Pure Bay is a great boat....also look into the new sportsman 214 tournament i looked at one at Premier Yamaha in San Antonio with Yahama 150 sho for under 36k


----------



## Fish44 (Jul 17, 2013)

*Epic*

Looking at Boat Trader prices for 2104 seem to have gone up for the 2014 models. When I was looking about 5 months ago it came down to 2104 and Epic 22sc and I went with Epic, but I really liked the 2104 which was a few K less at the time than my Epic.


----------



## Mt. Houston Marine (Jun 15, 2011)

bvpurvis said:


> the prices are around the same, the frontier is a few grand less. this will also be my first boat and both salesmen state their product is the best? I will mainly use it on lake livingston and occasionally pull the kids on tubes


*Hey Bill;*

*Good talking to you in the store. Hope you can come in and spend a little time and let me show you a few things. NEVER !!!! base your decision on what any salesman says. Yes, even me !!! This is how we pay the mortgage, and I have never herd any sales man say somebody's product is better than his...*

*Look at the boats structure, hardware, fit and finish, std. equipment, warranty, etc... Stick your head in the bilge and have a look for your self. There will probably be a clear winner. The Bluewave is not the cheapest for a reason.*

*Bluewave warranty....lifetime*
*Frontier warranty.....10 years "according to web site"*

*Thanks*
*Danny*

*ps... here are a couple pictures of the boat you were looking at on my showroom.*


----------



## JohnnyWalkerRed (May 3, 2007)

I'm a blue wave fan but I think the frontier seems to have more room than the 22 pure bay. I have Never fished out of one tho. I have fished from the 22 and 24 pure bay and they perform very well. 200 hp will be needed with either.


----------



## Profish00 (May 21, 2004)

X2










Sent from my iPhone using Tapatalk


----------



## bvpurvis (Feb 24, 2014)

Looking at the performance charts, the 150 plans faster, but looses 4mph on the top end?
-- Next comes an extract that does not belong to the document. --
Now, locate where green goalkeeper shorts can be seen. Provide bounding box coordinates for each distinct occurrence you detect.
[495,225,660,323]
Sent from my iPhone using Tapatalk


----------



## [email protected] (Jun 25, 2005)

Mt Houston Marine, 22 Purebay with a 250 Yamaha SHO. All Day


----------



## Bone Crew (Jun 11, 2013)

I went with the Frontier from Redwing last March and love it. Use it in Lake Houston and in the Bay. FYI - I have the 150 hp Yam, with top speed of 54 miles/hr


----------



## SuperDave20 (Jun 26, 2013)

I'd take a Pure bay over a Frontier any day. I almost bought a Frontier until I really looked them over. 

Get the Pure Bay.


----------



## Fowladdict (Jun 21, 2011)

A good friend of mine and fishing buddy has a frontier with a 200 yamaha and it is one if driest "22" foot boats I've been. Also fishes pretty big for its size. 3 people throwing arties no problem


----------



## ratherbefishing (Jun 18, 2012)

I'd go with the BlueWave 2200 PureBay for sure! See Danny @ Mt. Houston Marine, you won't be sorry. Mt. Houston Marine has been around for years and will treat you right! Also close to you in Spring, TX.


----------



## Speckwrangler (May 27, 2004)

I have a BW22 and a 150 Yamaha 4 stroke... I fished Baffin Bay for 4 days and put 6 hours on the engine and only burned between 1/4 and 1/2 a tank of gas. I ran for 15 miles at nealy WOT on the way in because I needed to burn some gas. My top speed is 52 MPH with the 150... We were staying on a floating cabin and one of my buddies was running a 250SHO with a 60 gallon tank and we had to fish my boat exclusively the last 2 days or he would not make it back due to fule consumption.


----------



## bvpurvis (Feb 24, 2014)

Very nice! 


Sent from my iPhone using Tapatalk


----------



## Ronnie Redwing (Mar 11, 2013)

bvpurvis The 150 planes faster but looses 4 mph on top speed?? When you build 2 hp engines off the same platform, it is not uncommon for a 150 to outperform a 200 out of the hole. horsepower is a function of higher rpm, lo end torque is what planes your rig The 150 peaks out quicker and the 200 just carries the boat on a few mph faster after reaching top rpms. Is it worth the extra money??Only you can answer that question


----------



## txdukklr (Jun 30, 2013)

i have a 22 bw with the 200 sho and I've been on the frontier and to me they aren't exactly the same class of boat.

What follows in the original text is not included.